Higher daily doses produced a larger effect: each additional microgram per kilogram of body weight was linked to an extra 0.1 cm of lost height. For most children, the total reduction is small enough that the benefits of asthma control outweigh the height trade-off, but it is a real and permanent effect worth discussing with a pediatrician when starting long-term therapy.
Respiratory Infections and Pneumonia
Inhaled corticosteroids suppress local immune defenses in the airways, which can increase the risk of respiratory infections. In a large UK population-based study of patients with COPD, recent inhaled corticosteroid use (within the previous 180 days) raised the odds of pneumonia by about 26%. This risk appears to be a class effect of inhaled steroids generally. Some evidence suggests budesonide may carry a lower pneumonia risk than another widely used inhaled steroid (fluticasone), though both increase risk compared to not using inhaled steroids at all.
Oral thrush (a yeast infection in the mouth) is another common issue with inhaled budesonide. Rinsing your mouth and spitting after each dose significantly reduces this risk, and using a spacer device with a metered-dose inhaler helps keep the drug out of the back of your throat.
How the Form of Budesonide Changes the Risk
The side effect profile shifts considerably depending on how you take budesonide. Inhaled budesonide (for asthma or COPD) delivers the drug directly to the lungs, with relatively little entering the bloodstream. Most of the effects described above, like skin bruising and mild adrenal suppression, become concerns primarily at higher inhaled doses used for years.
Oral budesonide (used for Crohn’s disease, ulcerative colitis, or microscopic colitis) reaches the bloodstream in larger amounts despite being designed for partial first-pass metabolism in the liver.
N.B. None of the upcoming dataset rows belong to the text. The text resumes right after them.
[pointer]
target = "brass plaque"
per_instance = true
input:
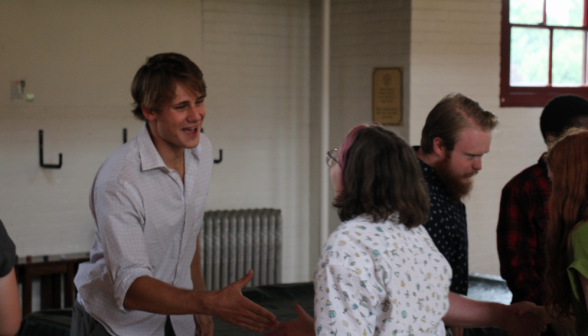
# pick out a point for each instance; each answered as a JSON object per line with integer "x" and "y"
{"x": 387, "y": 96}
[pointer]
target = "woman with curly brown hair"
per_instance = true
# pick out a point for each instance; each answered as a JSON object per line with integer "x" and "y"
{"x": 380, "y": 272}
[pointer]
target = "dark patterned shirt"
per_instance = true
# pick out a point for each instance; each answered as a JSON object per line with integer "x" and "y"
{"x": 521, "y": 224}
{"x": 7, "y": 252}
{"x": 447, "y": 226}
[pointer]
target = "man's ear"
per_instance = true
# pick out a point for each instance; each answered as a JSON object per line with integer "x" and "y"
{"x": 148, "y": 113}
{"x": 439, "y": 147}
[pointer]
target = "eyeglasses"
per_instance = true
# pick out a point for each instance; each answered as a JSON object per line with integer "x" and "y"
{"x": 332, "y": 157}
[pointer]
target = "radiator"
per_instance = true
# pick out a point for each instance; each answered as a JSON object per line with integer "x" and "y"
{"x": 235, "y": 241}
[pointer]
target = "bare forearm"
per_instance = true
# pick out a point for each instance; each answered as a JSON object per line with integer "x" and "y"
{"x": 196, "y": 269}
{"x": 465, "y": 312}
{"x": 155, "y": 296}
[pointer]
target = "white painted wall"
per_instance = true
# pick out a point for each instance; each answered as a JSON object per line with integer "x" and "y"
{"x": 79, "y": 57}
{"x": 455, "y": 47}
{"x": 259, "y": 61}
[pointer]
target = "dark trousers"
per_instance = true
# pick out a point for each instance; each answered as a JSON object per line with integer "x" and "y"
{"x": 83, "y": 324}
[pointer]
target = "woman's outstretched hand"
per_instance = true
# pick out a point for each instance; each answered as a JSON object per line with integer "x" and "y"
{"x": 302, "y": 326}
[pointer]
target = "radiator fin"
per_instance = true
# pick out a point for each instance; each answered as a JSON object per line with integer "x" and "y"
{"x": 235, "y": 241}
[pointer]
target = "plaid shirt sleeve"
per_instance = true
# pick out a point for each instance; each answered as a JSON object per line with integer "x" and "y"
{"x": 522, "y": 218}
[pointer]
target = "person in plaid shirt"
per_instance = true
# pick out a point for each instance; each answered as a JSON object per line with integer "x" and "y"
{"x": 524, "y": 210}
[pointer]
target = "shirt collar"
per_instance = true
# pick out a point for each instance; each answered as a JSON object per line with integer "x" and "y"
{"x": 150, "y": 158}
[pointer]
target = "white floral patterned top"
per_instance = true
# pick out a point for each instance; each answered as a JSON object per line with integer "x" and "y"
{"x": 380, "y": 278}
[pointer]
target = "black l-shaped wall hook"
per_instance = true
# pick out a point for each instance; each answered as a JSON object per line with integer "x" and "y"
{"x": 220, "y": 157}
{"x": 48, "y": 166}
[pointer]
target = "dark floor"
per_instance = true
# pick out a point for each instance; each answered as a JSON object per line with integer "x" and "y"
{"x": 279, "y": 299}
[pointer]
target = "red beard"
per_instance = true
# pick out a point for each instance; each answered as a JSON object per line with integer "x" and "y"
{"x": 454, "y": 184}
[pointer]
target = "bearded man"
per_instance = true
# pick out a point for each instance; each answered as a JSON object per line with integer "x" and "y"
{"x": 457, "y": 133}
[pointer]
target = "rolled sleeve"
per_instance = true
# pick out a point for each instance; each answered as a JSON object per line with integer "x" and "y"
{"x": 120, "y": 227}
{"x": 518, "y": 245}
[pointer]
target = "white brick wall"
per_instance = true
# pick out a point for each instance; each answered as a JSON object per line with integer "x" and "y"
{"x": 455, "y": 47}
{"x": 256, "y": 63}
{"x": 78, "y": 57}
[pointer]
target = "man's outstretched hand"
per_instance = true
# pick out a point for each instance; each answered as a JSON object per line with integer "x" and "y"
{"x": 302, "y": 326}
{"x": 231, "y": 306}
{"x": 517, "y": 324}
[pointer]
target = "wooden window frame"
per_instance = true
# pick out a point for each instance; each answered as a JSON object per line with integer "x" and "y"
{"x": 520, "y": 96}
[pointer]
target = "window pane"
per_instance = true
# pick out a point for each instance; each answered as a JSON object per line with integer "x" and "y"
{"x": 526, "y": 11}
{"x": 567, "y": 57}
{"x": 529, "y": 56}
{"x": 565, "y": 13}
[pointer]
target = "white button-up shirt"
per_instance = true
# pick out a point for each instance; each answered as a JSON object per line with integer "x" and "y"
{"x": 380, "y": 279}
{"x": 147, "y": 222}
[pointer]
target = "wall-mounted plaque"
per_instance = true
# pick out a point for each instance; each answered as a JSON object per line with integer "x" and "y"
{"x": 387, "y": 96}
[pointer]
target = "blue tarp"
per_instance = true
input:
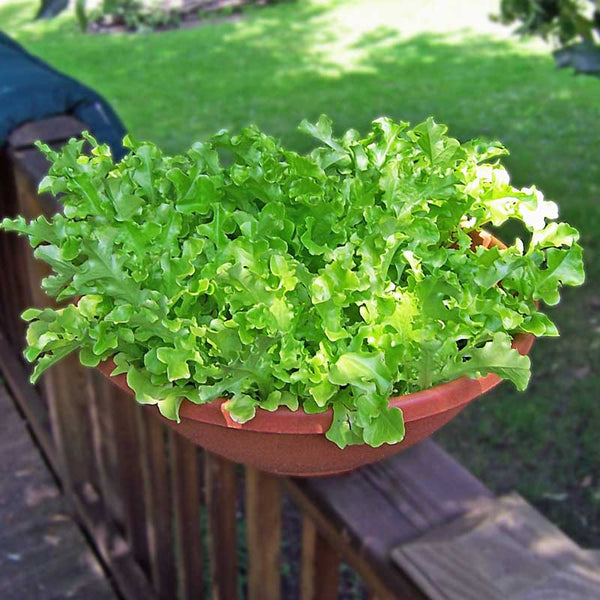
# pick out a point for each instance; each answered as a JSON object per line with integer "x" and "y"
{"x": 31, "y": 90}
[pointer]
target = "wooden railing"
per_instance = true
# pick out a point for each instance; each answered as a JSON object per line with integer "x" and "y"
{"x": 166, "y": 517}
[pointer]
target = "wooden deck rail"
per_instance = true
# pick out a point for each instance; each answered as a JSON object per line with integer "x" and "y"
{"x": 162, "y": 514}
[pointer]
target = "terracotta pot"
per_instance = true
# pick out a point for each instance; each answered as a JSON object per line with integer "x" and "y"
{"x": 294, "y": 443}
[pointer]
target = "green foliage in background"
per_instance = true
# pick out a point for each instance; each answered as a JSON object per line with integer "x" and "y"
{"x": 575, "y": 24}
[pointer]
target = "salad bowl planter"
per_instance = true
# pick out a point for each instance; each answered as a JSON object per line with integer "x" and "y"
{"x": 293, "y": 443}
{"x": 278, "y": 310}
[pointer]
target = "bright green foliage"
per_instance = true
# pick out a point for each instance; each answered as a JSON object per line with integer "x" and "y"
{"x": 330, "y": 280}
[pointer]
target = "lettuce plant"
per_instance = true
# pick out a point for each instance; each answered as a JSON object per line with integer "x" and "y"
{"x": 324, "y": 281}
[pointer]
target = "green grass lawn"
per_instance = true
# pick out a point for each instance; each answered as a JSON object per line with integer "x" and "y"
{"x": 356, "y": 60}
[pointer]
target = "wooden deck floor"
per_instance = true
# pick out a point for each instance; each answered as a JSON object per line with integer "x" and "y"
{"x": 43, "y": 554}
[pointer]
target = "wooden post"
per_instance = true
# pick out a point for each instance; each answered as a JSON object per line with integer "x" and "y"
{"x": 186, "y": 500}
{"x": 221, "y": 499}
{"x": 320, "y": 574}
{"x": 159, "y": 503}
{"x": 263, "y": 523}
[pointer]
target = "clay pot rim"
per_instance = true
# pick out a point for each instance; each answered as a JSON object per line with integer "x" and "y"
{"x": 416, "y": 406}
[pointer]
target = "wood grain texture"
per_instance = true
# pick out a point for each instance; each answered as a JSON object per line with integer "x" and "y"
{"x": 44, "y": 554}
{"x": 159, "y": 503}
{"x": 503, "y": 551}
{"x": 185, "y": 479}
{"x": 28, "y": 400}
{"x": 221, "y": 498}
{"x": 263, "y": 524}
{"x": 406, "y": 494}
{"x": 320, "y": 569}
{"x": 130, "y": 453}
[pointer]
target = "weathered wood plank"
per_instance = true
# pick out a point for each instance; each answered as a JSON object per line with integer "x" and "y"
{"x": 185, "y": 478}
{"x": 504, "y": 550}
{"x": 221, "y": 497}
{"x": 43, "y": 553}
{"x": 159, "y": 504}
{"x": 320, "y": 571}
{"x": 30, "y": 402}
{"x": 104, "y": 445}
{"x": 415, "y": 490}
{"x": 263, "y": 524}
{"x": 130, "y": 452}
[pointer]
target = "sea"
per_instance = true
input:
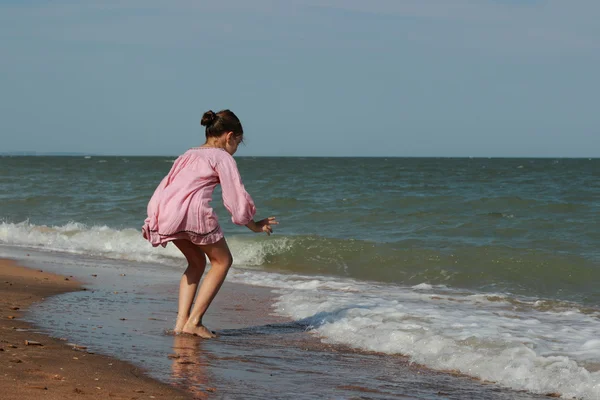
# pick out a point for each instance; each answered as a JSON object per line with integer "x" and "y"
{"x": 486, "y": 267}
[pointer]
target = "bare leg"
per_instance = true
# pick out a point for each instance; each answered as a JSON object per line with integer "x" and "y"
{"x": 221, "y": 260}
{"x": 189, "y": 281}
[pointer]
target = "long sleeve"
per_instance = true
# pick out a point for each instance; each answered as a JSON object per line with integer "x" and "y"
{"x": 235, "y": 198}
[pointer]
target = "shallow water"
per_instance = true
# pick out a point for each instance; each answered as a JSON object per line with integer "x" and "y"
{"x": 126, "y": 312}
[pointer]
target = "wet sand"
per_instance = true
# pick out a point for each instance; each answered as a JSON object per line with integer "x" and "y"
{"x": 34, "y": 365}
{"x": 258, "y": 355}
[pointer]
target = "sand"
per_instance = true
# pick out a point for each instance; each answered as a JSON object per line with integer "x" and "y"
{"x": 36, "y": 366}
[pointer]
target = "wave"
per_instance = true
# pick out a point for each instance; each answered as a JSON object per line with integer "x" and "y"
{"x": 526, "y": 344}
{"x": 407, "y": 262}
{"x": 536, "y": 344}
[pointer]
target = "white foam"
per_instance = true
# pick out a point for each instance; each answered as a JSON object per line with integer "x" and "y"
{"x": 125, "y": 244}
{"x": 519, "y": 343}
{"x": 484, "y": 336}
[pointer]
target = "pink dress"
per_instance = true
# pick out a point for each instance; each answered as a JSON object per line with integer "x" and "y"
{"x": 180, "y": 206}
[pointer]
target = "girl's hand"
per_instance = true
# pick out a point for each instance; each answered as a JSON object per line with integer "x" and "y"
{"x": 264, "y": 225}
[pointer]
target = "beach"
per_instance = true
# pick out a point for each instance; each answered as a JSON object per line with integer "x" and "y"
{"x": 401, "y": 281}
{"x": 34, "y": 364}
{"x": 258, "y": 355}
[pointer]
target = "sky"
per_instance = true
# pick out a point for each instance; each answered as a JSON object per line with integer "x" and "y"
{"x": 431, "y": 78}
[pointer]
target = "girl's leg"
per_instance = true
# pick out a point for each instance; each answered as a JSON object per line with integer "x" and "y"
{"x": 220, "y": 260}
{"x": 189, "y": 281}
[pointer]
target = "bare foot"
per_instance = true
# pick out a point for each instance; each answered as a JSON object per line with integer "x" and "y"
{"x": 199, "y": 330}
{"x": 179, "y": 325}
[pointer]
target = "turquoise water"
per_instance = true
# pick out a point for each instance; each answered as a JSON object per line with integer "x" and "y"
{"x": 486, "y": 266}
{"x": 526, "y": 226}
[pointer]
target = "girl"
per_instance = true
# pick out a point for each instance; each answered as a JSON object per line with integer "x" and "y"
{"x": 179, "y": 212}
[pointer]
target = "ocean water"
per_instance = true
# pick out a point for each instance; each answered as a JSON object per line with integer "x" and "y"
{"x": 489, "y": 267}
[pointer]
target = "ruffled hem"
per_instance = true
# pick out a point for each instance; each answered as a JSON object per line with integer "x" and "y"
{"x": 157, "y": 239}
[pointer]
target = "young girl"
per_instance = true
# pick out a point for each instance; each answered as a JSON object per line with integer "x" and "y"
{"x": 180, "y": 212}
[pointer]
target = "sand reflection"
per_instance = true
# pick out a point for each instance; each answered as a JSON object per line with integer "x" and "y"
{"x": 189, "y": 366}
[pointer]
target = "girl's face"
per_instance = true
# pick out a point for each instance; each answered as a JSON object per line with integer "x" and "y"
{"x": 232, "y": 142}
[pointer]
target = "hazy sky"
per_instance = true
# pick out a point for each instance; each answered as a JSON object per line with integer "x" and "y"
{"x": 306, "y": 77}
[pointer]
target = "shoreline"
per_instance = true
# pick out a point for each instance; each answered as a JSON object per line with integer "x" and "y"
{"x": 34, "y": 364}
{"x": 259, "y": 354}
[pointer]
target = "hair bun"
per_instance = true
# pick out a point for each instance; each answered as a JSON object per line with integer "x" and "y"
{"x": 208, "y": 118}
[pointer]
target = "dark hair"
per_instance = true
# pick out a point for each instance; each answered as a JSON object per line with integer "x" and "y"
{"x": 218, "y": 123}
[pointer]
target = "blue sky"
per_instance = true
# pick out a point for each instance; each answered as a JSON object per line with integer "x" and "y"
{"x": 306, "y": 77}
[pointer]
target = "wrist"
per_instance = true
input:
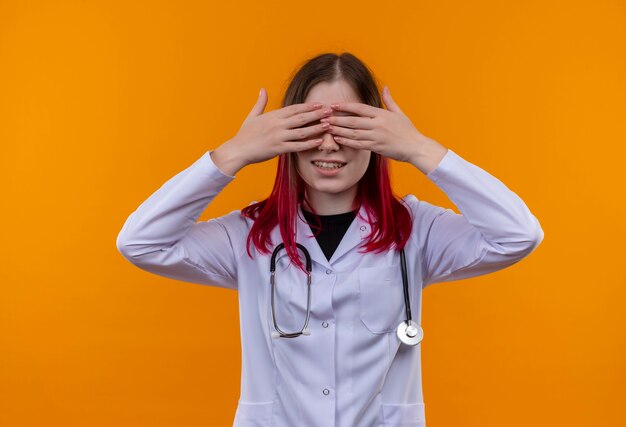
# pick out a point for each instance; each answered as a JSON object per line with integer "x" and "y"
{"x": 227, "y": 159}
{"x": 428, "y": 154}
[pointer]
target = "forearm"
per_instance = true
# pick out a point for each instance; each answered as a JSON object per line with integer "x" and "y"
{"x": 428, "y": 154}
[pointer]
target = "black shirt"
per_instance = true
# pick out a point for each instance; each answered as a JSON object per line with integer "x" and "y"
{"x": 333, "y": 229}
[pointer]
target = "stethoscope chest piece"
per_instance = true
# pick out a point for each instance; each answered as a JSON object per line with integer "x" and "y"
{"x": 411, "y": 334}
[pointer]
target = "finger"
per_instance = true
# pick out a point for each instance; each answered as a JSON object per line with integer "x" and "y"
{"x": 302, "y": 119}
{"x": 353, "y": 143}
{"x": 364, "y": 110}
{"x": 362, "y": 134}
{"x": 260, "y": 104}
{"x": 306, "y": 132}
{"x": 292, "y": 109}
{"x": 302, "y": 145}
{"x": 353, "y": 122}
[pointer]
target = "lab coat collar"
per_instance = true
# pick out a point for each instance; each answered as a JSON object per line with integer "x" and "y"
{"x": 357, "y": 232}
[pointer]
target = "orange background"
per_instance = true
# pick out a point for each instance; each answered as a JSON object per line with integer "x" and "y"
{"x": 102, "y": 102}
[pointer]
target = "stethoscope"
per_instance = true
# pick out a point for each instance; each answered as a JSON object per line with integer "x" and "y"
{"x": 408, "y": 331}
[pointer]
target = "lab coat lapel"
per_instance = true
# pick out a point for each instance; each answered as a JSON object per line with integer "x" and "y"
{"x": 357, "y": 232}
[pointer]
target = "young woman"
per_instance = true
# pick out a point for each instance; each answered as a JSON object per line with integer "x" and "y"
{"x": 336, "y": 345}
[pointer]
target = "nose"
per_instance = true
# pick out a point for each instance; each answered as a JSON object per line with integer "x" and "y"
{"x": 328, "y": 143}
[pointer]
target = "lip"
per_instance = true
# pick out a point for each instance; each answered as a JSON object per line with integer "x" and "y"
{"x": 330, "y": 172}
{"x": 328, "y": 160}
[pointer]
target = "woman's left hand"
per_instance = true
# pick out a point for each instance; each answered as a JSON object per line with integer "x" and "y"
{"x": 388, "y": 132}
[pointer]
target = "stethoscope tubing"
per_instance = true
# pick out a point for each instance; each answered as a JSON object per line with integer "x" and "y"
{"x": 409, "y": 332}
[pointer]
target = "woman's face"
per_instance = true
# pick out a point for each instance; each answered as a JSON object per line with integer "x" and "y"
{"x": 342, "y": 183}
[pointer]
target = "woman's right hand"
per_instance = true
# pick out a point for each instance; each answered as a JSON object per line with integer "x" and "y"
{"x": 263, "y": 136}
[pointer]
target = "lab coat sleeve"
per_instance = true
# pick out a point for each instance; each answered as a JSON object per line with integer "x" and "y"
{"x": 494, "y": 230}
{"x": 162, "y": 235}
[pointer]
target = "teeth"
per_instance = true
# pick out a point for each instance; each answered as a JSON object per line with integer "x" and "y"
{"x": 328, "y": 165}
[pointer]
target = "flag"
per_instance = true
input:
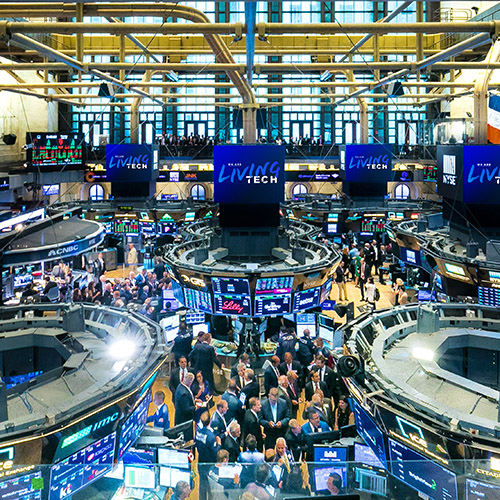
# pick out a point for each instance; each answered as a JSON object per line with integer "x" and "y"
{"x": 494, "y": 119}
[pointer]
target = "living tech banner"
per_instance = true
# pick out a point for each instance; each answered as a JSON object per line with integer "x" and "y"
{"x": 253, "y": 174}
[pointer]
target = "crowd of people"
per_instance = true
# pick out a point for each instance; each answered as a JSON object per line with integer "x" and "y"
{"x": 263, "y": 436}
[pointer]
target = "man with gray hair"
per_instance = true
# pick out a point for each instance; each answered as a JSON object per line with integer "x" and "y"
{"x": 184, "y": 401}
{"x": 231, "y": 441}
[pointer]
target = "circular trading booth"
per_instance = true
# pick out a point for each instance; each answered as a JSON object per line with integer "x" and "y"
{"x": 79, "y": 403}
{"x": 424, "y": 386}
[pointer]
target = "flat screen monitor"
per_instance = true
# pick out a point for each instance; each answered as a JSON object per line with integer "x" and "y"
{"x": 55, "y": 150}
{"x": 170, "y": 476}
{"x": 232, "y": 305}
{"x": 20, "y": 488}
{"x": 321, "y": 475}
{"x": 133, "y": 426}
{"x": 82, "y": 468}
{"x": 140, "y": 477}
{"x": 194, "y": 318}
{"x": 364, "y": 455}
{"x": 369, "y": 432}
{"x": 201, "y": 327}
{"x": 231, "y": 286}
{"x": 306, "y": 299}
{"x": 306, "y": 322}
{"x": 274, "y": 286}
{"x": 477, "y": 490}
{"x": 422, "y": 474}
{"x": 198, "y": 300}
{"x": 169, "y": 301}
{"x": 174, "y": 458}
{"x": 50, "y": 189}
{"x": 272, "y": 305}
{"x": 330, "y": 453}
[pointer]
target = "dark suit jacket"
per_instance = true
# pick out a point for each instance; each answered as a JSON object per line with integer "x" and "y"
{"x": 266, "y": 416}
{"x": 252, "y": 390}
{"x": 270, "y": 379}
{"x": 184, "y": 405}
{"x": 175, "y": 379}
{"x": 251, "y": 425}
{"x": 295, "y": 366}
{"x": 232, "y": 446}
{"x": 202, "y": 358}
{"x": 309, "y": 390}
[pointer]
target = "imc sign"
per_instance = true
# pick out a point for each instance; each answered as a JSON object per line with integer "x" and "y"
{"x": 482, "y": 174}
{"x": 249, "y": 174}
{"x": 370, "y": 163}
{"x": 131, "y": 162}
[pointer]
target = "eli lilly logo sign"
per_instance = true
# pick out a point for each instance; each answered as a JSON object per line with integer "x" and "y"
{"x": 251, "y": 174}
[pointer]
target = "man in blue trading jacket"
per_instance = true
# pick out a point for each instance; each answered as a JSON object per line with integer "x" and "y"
{"x": 160, "y": 418}
{"x": 207, "y": 448}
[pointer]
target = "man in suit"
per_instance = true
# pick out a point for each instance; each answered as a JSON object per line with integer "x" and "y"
{"x": 271, "y": 374}
{"x": 235, "y": 407}
{"x": 289, "y": 365}
{"x": 251, "y": 389}
{"x": 328, "y": 376}
{"x": 251, "y": 423}
{"x": 184, "y": 401}
{"x": 178, "y": 374}
{"x": 203, "y": 357}
{"x": 313, "y": 385}
{"x": 315, "y": 424}
{"x": 283, "y": 392}
{"x": 160, "y": 418}
{"x": 274, "y": 417}
{"x": 231, "y": 441}
{"x": 219, "y": 422}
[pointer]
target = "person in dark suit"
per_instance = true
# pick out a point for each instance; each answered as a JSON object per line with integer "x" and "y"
{"x": 314, "y": 384}
{"x": 289, "y": 365}
{"x": 178, "y": 374}
{"x": 160, "y": 418}
{"x": 184, "y": 401}
{"x": 274, "y": 417}
{"x": 251, "y": 389}
{"x": 219, "y": 422}
{"x": 231, "y": 441}
{"x": 202, "y": 359}
{"x": 271, "y": 374}
{"x": 251, "y": 423}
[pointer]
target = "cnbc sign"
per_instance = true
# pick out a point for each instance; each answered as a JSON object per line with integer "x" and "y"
{"x": 131, "y": 162}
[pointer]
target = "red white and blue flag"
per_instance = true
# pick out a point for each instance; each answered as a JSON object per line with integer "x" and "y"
{"x": 494, "y": 119}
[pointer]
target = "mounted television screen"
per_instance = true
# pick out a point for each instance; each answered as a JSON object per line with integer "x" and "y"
{"x": 306, "y": 299}
{"x": 47, "y": 151}
{"x": 50, "y": 189}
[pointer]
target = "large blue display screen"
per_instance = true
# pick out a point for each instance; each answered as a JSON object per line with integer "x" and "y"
{"x": 370, "y": 433}
{"x": 134, "y": 425}
{"x": 131, "y": 163}
{"x": 249, "y": 174}
{"x": 421, "y": 473}
{"x": 269, "y": 305}
{"x": 481, "y": 491}
{"x": 20, "y": 488}
{"x": 369, "y": 163}
{"x": 82, "y": 468}
{"x": 482, "y": 174}
{"x": 198, "y": 300}
{"x": 306, "y": 299}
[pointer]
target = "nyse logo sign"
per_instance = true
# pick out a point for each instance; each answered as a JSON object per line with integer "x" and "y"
{"x": 450, "y": 170}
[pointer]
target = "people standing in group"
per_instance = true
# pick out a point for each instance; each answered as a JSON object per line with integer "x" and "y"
{"x": 340, "y": 279}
This means oral forms carry a higher risk of systemic effects like adrenal suppression, blood sugar changes, and bone thinning, though still less than equivalent doses of prednisone. Nasal budesonide sprays, used for allergies and sinus conditions, have the lowest systemic absorption and the mildest long-term risk profile of all three forms.
Regardless of the form, the pattern is consistent: risk scales with dose and duration. The lowest effective dose for the shortest necessary time remains the core strategy for minimizing long-term effects.